Au cœur de la Chalosse, dans le petit village de Tilh, une ferme endormie s’éveille à nouveau. Ce réveil, on le doit à deux sœurs, Adeline et Delphine Delas, qui ont choisi de reprendre les rênes de l’exploitation familiale avec un projet aussi surprenant qu’ambitieux : élever des bufflonnes et produire de la mozzarella. Leur objectif ? Faire souffler un vent de renouveau sur la tradition agricole des Landes, tout en préservant l’héritage familial.
Après des années d’inactivité, l’EARL du Housse reprend vie grâce à un troupeau atypique : 13 bufflonnes, cinq bufflons et un patriarche prénommé Obama. Ces bovins aux cornes majestueuses, encore rares en France, marquent un tournant pour la ferme. Pour Delphine, l’aînée, tout a commencé avec un goût prononcé pour la mozzarella et une envie de changement après la crise du Covid.
Une histoire de famille
Adeline, chauffeuse routière, a quitté la route pour rejoindre cette aventure. Après une expérience auprès d’agriculteurs au Pays basque, elle a retrouvé le plaisir de travailler la terre et d’imaginer une agriculture rentable, mais sans compromis. Ensemble, elles tracent un chemin inédit, celui de l’autonomie et de la transformation locale.

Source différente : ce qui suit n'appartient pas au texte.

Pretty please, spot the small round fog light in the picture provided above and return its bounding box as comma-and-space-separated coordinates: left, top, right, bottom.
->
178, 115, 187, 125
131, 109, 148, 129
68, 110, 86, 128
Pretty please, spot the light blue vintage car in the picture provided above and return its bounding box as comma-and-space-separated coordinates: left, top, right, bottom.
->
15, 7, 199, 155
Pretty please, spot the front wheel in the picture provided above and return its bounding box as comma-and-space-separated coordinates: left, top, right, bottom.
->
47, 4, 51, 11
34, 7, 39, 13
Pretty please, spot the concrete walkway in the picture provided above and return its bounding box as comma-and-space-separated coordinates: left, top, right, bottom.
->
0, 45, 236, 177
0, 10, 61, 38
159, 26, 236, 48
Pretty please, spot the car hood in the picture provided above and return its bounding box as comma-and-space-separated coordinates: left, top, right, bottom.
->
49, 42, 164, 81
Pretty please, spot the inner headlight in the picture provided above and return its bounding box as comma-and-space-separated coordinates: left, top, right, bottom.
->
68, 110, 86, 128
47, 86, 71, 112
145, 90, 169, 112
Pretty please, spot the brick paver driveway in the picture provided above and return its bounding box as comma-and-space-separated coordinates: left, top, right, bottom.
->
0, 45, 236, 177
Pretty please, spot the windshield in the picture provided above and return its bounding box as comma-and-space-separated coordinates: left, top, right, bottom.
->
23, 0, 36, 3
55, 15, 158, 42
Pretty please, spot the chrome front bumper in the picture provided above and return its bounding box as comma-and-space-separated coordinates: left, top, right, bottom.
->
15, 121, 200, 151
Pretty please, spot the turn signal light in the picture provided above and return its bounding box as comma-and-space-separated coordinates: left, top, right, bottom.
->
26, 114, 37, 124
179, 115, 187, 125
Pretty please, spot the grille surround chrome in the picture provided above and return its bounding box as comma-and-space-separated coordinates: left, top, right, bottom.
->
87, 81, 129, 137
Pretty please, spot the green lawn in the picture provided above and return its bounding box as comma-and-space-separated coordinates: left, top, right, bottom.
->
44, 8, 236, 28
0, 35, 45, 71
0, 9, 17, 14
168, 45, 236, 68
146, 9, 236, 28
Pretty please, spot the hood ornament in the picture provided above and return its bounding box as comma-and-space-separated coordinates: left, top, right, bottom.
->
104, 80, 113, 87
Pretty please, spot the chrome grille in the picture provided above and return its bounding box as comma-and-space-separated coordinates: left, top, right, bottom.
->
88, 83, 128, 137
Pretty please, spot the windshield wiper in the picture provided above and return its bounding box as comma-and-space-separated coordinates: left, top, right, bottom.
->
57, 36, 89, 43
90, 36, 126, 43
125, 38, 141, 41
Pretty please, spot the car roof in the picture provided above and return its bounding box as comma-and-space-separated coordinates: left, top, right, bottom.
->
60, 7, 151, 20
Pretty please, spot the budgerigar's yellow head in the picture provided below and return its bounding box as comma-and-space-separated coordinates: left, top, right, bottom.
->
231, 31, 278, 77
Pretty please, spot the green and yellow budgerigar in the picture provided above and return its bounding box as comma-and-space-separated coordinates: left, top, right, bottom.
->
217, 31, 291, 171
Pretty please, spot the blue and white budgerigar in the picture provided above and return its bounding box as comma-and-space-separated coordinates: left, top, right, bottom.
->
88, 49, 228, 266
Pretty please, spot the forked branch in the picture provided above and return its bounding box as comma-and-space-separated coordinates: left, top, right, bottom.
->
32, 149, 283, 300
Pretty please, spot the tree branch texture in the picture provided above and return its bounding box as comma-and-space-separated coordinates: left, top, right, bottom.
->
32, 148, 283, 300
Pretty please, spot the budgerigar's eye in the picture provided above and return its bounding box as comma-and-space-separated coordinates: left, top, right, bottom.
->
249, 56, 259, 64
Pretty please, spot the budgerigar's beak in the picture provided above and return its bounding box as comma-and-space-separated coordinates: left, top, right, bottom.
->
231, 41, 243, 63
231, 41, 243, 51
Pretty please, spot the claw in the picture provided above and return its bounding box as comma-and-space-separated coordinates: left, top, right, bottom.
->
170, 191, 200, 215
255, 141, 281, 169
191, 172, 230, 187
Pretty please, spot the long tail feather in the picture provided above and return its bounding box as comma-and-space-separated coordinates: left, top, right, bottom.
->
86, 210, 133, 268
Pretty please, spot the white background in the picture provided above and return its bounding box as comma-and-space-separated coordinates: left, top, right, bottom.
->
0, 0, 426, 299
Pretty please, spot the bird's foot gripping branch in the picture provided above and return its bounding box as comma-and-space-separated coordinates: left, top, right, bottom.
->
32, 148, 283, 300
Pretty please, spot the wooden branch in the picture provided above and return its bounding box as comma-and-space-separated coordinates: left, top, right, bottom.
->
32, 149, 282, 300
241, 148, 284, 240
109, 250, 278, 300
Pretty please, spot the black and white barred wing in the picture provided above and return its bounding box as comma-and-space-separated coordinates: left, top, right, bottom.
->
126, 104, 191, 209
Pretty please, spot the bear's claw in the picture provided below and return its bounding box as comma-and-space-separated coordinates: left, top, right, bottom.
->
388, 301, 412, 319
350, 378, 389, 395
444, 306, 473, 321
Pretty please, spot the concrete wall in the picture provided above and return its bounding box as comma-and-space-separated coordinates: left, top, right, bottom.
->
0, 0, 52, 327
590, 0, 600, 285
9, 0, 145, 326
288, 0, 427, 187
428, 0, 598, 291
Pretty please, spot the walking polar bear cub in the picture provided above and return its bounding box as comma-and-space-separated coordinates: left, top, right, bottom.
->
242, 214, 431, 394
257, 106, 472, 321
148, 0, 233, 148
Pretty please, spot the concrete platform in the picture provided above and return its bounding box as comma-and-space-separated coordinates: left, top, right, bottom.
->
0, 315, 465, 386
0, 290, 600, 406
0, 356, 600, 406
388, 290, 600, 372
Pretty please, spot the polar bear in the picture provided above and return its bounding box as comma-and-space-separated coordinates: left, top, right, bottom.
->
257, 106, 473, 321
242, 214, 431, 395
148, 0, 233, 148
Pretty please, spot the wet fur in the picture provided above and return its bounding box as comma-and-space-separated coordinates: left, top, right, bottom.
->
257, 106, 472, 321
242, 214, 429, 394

Dans la famille Delas, l’agriculture coule dans les veines. Mais les souvenirs de longues journées de travail, rythmées par les contraintes des coopératives laitières, ont marqué Adeline et Delphine qui relatent le dur travail que leurs parents abattaient sans en récolter les fruits. Avec leur projet, elles refusent de reproduire ce modèle. Elles veulent contrôler chaque étape, de l’élevage à la vente, en passant par la transformation.
Leur troupeau, un mélange de bufflonnes venues de Bretagne, du Gers et du Béarn, s’adapte peu à peu à son nouvel environnement. Entre pâturages et points d’eau, les animaux semblent trouver leur bonheur. Marc, leur père, admiratif de ce changement de cap, parle des bufflonnes comme étant curieuses et attachantes.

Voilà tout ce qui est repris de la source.